İstanbul Valisi Hüseyin Avni Mutlu ise iddiaları şöyle yanıtlıyor: “Saat 13:30’da Arnavutköy’de evinde vatandaşımız. Hastalandığı saat 15:30. Hastanede yapılan değerlendirmelerde vücudundan herhangi bir işaret fişeği ya da farklı şeylerden dolayı herhangi bir iz emare yok.”
Olayın ayrıntıları yakında netleşir. Polisin bu tarz eylemlerdeki fütursuzluğu ortada.
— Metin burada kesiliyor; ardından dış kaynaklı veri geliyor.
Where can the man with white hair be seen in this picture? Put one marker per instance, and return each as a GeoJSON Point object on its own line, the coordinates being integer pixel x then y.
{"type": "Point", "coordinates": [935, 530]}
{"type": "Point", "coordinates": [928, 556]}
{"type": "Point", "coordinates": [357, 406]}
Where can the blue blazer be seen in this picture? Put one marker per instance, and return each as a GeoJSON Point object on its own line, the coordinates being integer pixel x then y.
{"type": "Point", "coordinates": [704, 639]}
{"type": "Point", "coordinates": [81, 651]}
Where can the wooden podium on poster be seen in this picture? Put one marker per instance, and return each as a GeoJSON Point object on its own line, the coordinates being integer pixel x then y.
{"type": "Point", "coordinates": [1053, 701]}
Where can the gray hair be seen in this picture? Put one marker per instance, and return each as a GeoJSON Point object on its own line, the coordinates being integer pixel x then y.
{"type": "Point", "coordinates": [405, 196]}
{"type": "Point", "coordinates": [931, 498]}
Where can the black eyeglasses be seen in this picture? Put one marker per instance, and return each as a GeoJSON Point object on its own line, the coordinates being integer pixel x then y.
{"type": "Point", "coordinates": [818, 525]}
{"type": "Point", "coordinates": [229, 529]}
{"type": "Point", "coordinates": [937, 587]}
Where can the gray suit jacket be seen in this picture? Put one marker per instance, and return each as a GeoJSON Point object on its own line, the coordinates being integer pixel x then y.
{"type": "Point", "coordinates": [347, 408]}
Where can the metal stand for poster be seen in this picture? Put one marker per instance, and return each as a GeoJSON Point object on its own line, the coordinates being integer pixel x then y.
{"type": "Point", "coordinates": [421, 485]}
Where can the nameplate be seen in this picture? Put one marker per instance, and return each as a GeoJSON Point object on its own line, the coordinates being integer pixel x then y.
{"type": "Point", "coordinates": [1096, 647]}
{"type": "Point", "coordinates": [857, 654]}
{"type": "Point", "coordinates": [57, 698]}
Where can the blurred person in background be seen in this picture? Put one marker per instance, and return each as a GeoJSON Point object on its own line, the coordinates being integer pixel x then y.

Ancak, son yıllarda, hangi örgütün elinin hangi sivil-askerî bürokratın cebinde olduğuna dair nice skandala şahit olmuş bir Türkiyeli olarak olayın kriminal boyutu hakkında şimdi de peşin hüküm veremiyorum.
Ama yine de tıpkı Hopa olaylarında Ahmet Hakan’ın programında söylediğim ve görüntüler ortada olmasına rağmen çarpıtılan cümlemi yine tekrarlıyorum:
“Yolda yürürken başıma taş düşse Başbakan’dan, hükümetten bilirim.”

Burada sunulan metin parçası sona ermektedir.